There is something utterly breathtaking about Montana landscapes in the winter. The rugged mountains seem even more majestic, and the skies appear an even deeper hue of blue against the sparkling fields of snow. Trust us; scenic drives are well worth an afternoon. While we don’t encourage driving during inclement weather, Montana’s roads are well-kept during the winter, so don’t let the season keep you indoors. We’ve outlined some driving tips to keep you safe on the road, and even thrown in one of our favorite winter adventures!
For The Road
Take it slow. Winter drives are the perfect time to slow down and take in the scenery. Make sure you allow more time than you usually would and take into account the shorter days when planning your route.
Check the weather and current road conditions before you go. Weather in Montana changes rapidly; you can wake up to sunny skies and go to bed with a foot of snow on the ground. The climate also varies by elevation, so be sure to check the entire route.
Be extra careful on bridges and overpasses, which will freeze first, and the ice will last longer.
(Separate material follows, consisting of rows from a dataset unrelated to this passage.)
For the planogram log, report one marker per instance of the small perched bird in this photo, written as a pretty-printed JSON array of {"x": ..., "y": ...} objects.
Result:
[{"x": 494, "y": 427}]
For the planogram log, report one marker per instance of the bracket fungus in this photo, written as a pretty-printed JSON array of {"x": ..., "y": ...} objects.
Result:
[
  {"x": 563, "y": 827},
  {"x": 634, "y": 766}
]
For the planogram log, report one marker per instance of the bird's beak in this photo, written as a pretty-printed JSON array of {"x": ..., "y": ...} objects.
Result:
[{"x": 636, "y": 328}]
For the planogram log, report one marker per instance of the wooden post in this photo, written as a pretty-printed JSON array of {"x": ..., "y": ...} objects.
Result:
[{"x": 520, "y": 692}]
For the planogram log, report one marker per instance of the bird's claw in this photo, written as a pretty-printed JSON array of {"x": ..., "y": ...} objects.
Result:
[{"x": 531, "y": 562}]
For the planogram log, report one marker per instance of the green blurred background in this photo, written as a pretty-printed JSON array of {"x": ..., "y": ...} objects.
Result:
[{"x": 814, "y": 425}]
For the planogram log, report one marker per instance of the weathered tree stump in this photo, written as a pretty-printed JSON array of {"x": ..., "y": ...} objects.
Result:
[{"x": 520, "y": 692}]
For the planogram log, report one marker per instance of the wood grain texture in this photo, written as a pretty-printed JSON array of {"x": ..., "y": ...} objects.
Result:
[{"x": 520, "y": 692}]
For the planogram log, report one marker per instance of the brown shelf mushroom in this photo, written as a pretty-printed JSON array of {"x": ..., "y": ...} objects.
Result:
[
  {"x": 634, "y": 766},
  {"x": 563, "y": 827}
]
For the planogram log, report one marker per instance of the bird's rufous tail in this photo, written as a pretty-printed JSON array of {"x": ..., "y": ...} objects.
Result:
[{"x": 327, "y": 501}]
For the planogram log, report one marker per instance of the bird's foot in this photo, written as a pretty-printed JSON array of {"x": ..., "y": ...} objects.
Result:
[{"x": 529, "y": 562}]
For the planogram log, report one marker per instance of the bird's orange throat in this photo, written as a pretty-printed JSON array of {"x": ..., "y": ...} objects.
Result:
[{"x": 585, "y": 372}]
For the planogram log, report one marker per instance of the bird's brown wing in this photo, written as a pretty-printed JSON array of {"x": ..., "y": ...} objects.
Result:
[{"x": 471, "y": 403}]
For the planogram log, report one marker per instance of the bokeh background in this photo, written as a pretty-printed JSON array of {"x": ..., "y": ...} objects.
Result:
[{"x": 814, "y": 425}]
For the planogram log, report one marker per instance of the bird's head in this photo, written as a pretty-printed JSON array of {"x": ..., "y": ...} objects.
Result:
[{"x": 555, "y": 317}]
Watch for wildlife on the road, particularly deer, elk, and antelope. Be especially careful at dawn and dusk when they are feeding and generally most active.
Pullover when necessary. Use pullouts and parking lots for photo opportunities. When viewing wildlife, find a wide-open place to pull over, never stop in the middle of the road, especially in inclement conditions.
For Your Vehicle
Make sure your vehicle has snow tires with plenty of treads. Some people prefer studded snow tires, but chains are generally not required.
Pack a Road Safety Kit which includes:
- Flashlight and extra batteries
- Non-perishable food items such as energy bars or trail mix
- Jumper cables
- Hat and gloves
- Sleeping bag or blanket
- Spare tire, wrench, and jack
- First aid kit
- Snowbrush and extra wiper fluid
Use caution when braking. In general, allow three times more space between cars. When slowing down, gently pump on the brakes, never suddenly try to stop. If the wheels lock up, ease off the brakes.
Keep your lights on. Even during the day, the light can be flat, making it hard to see other vehicles. Use lower gears when it’s icy. Lower gears will give you more traction, particularly when you’re going up hills. Don’t use cruise control on slippery roads.
Keep car windows free of snow and ice. It’s especially important to keep your blind spots clear, as it’s harder to slow down when the roads are slick.
Scenic Loop from Bozeman through the Shields River Valley
Start the morning with a good breakfast from one of Bozeman’s many breakfast haunts, then hit I-90 East toward Livingston. The interstate takes you over Bozeman Pass, which sometimes draws strong winds, so take it slow. The drive won’t take all day, so be sure to stop in Livingston and explore the area art galleries, retail shops, and museums. There is an incredible number of artists and writers that live here, so be sure to stop in the bookstores and ask about the local authors!
From Livingston, head east again on I-90 until you see the exit for Clyde Park and Wilsall, turn onto US-89 N. To your right will be the Crazy Mountain Range. These towering mountains are breathtaking covered in snow. If you’re hungry when you reach Wilsall, stop at the Bank Bar and Vault Restaurant. The burgers there are made with grass-fed beef from the local Muddy Creek Ranch, and they are amazing!
Just past Wilsall, you’ll reach the turnoff for MT-86 S toward Bozeman. This road skirts the edge of the Bridger Mountain range, and then runs alongside the mountains as you descend back into town. On the way, you’ll pass Crosscut Mountain Sports Center, a Nordic ski area, and Bridger Bowl Ski Area. (Note to self; both of these options are perfect for another day’s adventure!) The drive down Bridger Canyon is absolutely picturesque winding through large ranches with National Forests on each side.
Be safe this winter and enjoy the beauty of Big Sky Country!